Advancement of Extreme Environment Additively Manufactured Alloys for Next Generation Space Propulsion Applications

The National Aeronautics and Space Administration (NASA) has been involved in the development and maturation of metal additive manufacturing (AM) for space applications since the late 2000’s. Several efforts focused on the understanding of AM processes through material characterization and testing, standards development, component fabrication, and infusion into propulsion development and flight applications. NASA matured commonly used aerospace alloys from various alloy families (Nickel, Copper, Stainless and Steel, Aluminum, and Titanium-based) through detailed AM process and heat treatment characterization, in addition to mechanical and thermophysical testing. While these alloys are actively used in many propulsion applications, there is a need for ongoing AM optimized alloys using integrated computational materials engineering (ICME) and process development for high performance applications. The applications targeted are liquid rocket engines; advanced propulsion systems; and in-space propulsion with high heat fluxes, high pressure, and/or that use propellants that can degrade alloys (e.g., hydrogen). This paper highlights the characterization and physical properties of the more common AM alloys using laser powder bed fusion (L-PBF) and laser powder directed energy deposition (LP-DED) processes.
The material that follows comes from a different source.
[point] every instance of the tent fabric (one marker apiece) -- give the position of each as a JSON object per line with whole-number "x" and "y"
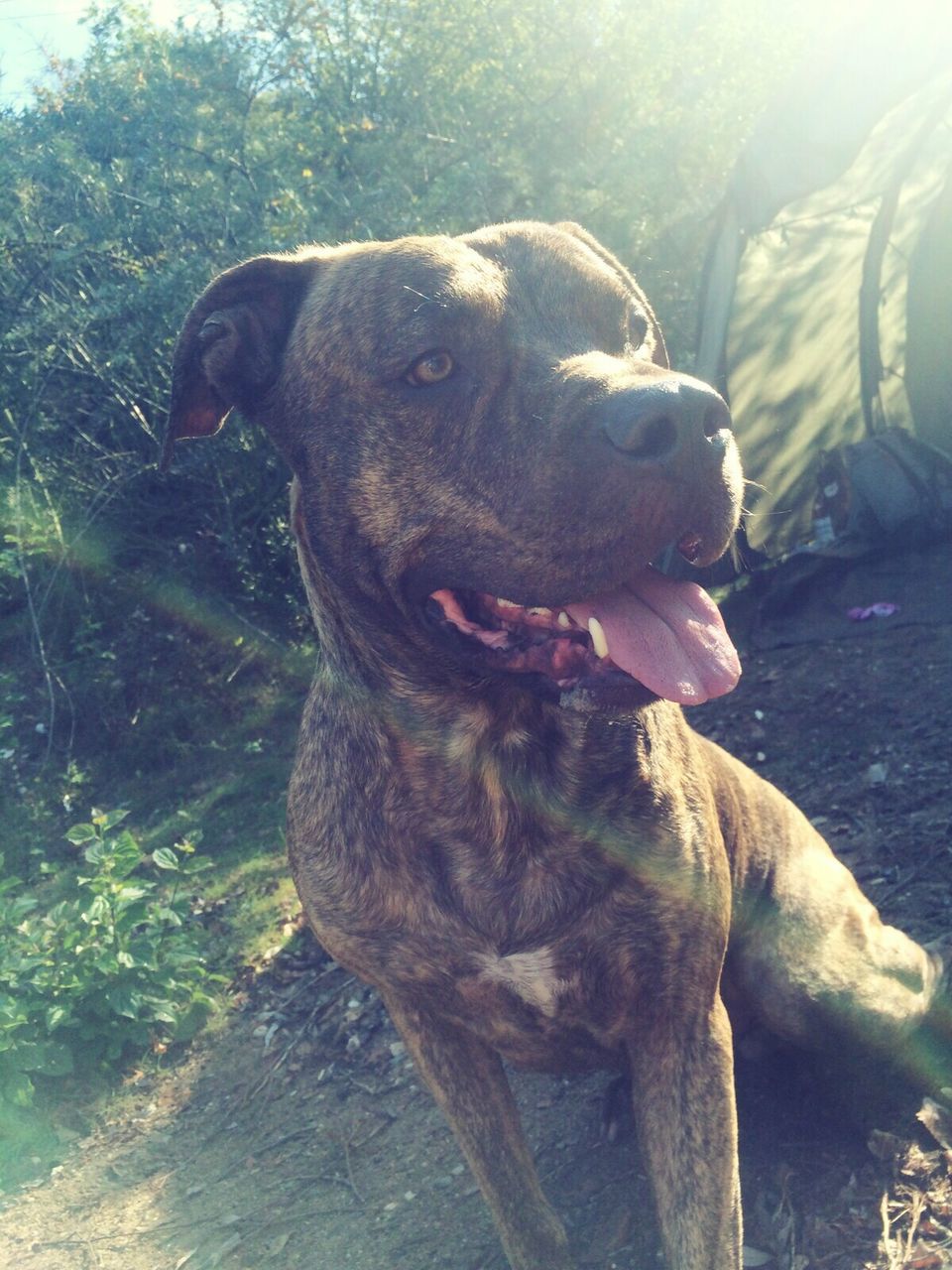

Additionally, this paper discusses some of the ongoing novel alloy development and maturation using AM for use in these harsh environments, such as GRCop-42, GRCop-84, NASA HR-1, GRX-810, and C-103. The results from these processes demonstrated that AM could enable rapid development and ongoing efforts for optimized alloys using ICME, yielding higher performances. These alloys have undergone modeling, fundamental metallurgical evaluations, heat treatment studies, detailed microstructure characterization, and mechanical testing campaigns. This, combined with direct application-specific component fabrication and hot-fire testing, enabled the increase of the Technology Readiness Level (TRL) through high duty-cycle testing. A background and overview of these novel AM-enabled alloys and AM processing developments including metallurgical and mechanical property studies is presented here. The latest advancement in the parallel component development and hot-fire testing and future developments for these alloys is also discussed.